Comment 31 Conrad Meyer freebsd_committer 2018-01-11 21:55:39 UTC
(In reply to Conrad Meyer from comment #30)
One other comment: Should the existing swapoff_all() call at the end of bufshutdown() should be deleted if we are moving the call higher up?  Or is there value in invoking it twice?  (Maybe unmounting a filesystem frees sufficient memory for a swap partition to swapoff.)
Comment 32 ota 2018-01-11 23:46:15 UTC
(In reply to Conrad Meyer from comment #31)

if tmpfs uses large memory so that files on tmpfs were swapped out, the 1st swapoff_all() can fail due to insufficient memory.

vfs_unmountall() will unmount and release such tmpfs memory so that 2nd swapoff_all() may be able to swapoff this time; however, if swap spaces left are still NFS files or mdconfig files, we will still get panic.

So, I changed swapoff_all() to release in the reverse order swap spaces are added.  System adds swap devices at start (given the penalty of mdconfig/NFS, raw devices are best and most suitable for default entries).
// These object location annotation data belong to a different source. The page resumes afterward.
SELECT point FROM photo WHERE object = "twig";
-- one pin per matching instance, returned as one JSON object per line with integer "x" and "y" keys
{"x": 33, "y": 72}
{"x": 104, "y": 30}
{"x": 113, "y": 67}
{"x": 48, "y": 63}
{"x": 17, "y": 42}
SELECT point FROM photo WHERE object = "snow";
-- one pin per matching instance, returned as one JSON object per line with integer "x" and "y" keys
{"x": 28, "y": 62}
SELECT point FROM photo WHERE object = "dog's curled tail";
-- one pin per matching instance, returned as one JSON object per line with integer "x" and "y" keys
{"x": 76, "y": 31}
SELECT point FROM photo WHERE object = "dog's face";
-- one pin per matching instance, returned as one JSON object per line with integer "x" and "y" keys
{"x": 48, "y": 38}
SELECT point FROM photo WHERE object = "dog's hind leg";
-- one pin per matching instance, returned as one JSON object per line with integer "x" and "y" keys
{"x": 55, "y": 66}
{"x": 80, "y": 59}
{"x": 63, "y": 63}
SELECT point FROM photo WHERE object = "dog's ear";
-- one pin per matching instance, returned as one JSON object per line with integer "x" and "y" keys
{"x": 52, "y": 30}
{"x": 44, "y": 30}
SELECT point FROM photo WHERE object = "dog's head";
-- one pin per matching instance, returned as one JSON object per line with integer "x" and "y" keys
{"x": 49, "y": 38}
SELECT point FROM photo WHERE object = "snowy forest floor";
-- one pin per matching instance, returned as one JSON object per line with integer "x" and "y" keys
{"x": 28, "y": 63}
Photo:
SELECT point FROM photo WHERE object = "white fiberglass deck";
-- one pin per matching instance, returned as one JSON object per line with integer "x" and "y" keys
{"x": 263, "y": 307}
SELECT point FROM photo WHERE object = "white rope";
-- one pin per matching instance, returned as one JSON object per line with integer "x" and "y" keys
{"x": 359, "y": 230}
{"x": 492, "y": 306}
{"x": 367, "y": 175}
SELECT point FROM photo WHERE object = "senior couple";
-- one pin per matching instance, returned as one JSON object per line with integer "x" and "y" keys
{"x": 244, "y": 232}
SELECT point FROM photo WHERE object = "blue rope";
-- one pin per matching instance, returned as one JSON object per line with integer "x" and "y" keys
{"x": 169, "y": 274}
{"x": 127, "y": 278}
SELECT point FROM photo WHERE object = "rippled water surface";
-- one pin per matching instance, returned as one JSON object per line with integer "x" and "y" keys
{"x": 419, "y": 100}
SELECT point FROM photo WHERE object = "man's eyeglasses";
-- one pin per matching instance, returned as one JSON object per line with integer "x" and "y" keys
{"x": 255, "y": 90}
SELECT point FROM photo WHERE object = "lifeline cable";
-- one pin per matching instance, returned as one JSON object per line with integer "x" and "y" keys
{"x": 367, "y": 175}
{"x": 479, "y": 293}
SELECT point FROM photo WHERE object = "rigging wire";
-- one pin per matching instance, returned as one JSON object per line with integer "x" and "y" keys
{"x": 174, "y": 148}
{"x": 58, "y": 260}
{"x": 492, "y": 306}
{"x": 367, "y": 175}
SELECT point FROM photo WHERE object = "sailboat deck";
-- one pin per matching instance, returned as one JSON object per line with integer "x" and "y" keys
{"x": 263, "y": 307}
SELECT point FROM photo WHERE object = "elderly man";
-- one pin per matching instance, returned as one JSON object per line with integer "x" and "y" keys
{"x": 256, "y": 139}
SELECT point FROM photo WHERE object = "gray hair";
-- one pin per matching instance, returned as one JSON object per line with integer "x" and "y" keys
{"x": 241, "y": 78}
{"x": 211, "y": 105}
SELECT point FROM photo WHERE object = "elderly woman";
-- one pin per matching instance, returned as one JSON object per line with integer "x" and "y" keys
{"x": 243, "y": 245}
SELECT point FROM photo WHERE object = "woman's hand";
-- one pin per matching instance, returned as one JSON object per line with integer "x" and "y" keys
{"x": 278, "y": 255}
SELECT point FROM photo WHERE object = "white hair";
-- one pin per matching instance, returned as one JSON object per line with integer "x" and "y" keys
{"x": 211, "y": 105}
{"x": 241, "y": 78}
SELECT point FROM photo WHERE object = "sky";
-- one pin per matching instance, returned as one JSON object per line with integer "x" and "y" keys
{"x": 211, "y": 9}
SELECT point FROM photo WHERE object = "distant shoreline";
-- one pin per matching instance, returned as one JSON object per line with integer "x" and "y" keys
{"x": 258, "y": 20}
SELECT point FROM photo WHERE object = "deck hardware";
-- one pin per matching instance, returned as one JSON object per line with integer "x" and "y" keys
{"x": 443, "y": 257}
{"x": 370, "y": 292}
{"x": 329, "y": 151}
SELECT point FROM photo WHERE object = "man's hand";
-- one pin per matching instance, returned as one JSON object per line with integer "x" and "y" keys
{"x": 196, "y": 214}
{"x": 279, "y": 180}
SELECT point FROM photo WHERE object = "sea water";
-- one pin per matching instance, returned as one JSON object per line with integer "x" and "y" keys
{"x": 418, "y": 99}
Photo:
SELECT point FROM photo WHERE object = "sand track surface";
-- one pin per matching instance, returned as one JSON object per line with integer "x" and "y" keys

When memory and swap space go short, I add md-file or NFS files to avoid immediate issues.  So, reverse order in swap_all will take outs manually added entries first to reduce chances of panic.

Actually... if all file systems are already unmounted, any processes get swapped-in from swap spaces cannot do much useful anyway; indeed, we may not need 2nd(existing) swapoff_all()...
Comment 33 ota 2018-01-24 03:11:06 UTC
(In reply to ota from comment #32)

I removed the bottom/2nd swapoff_all() since the above post and testing ( I shutdown multiple times in a day ) but haven't had any issues such as panic or any data loss.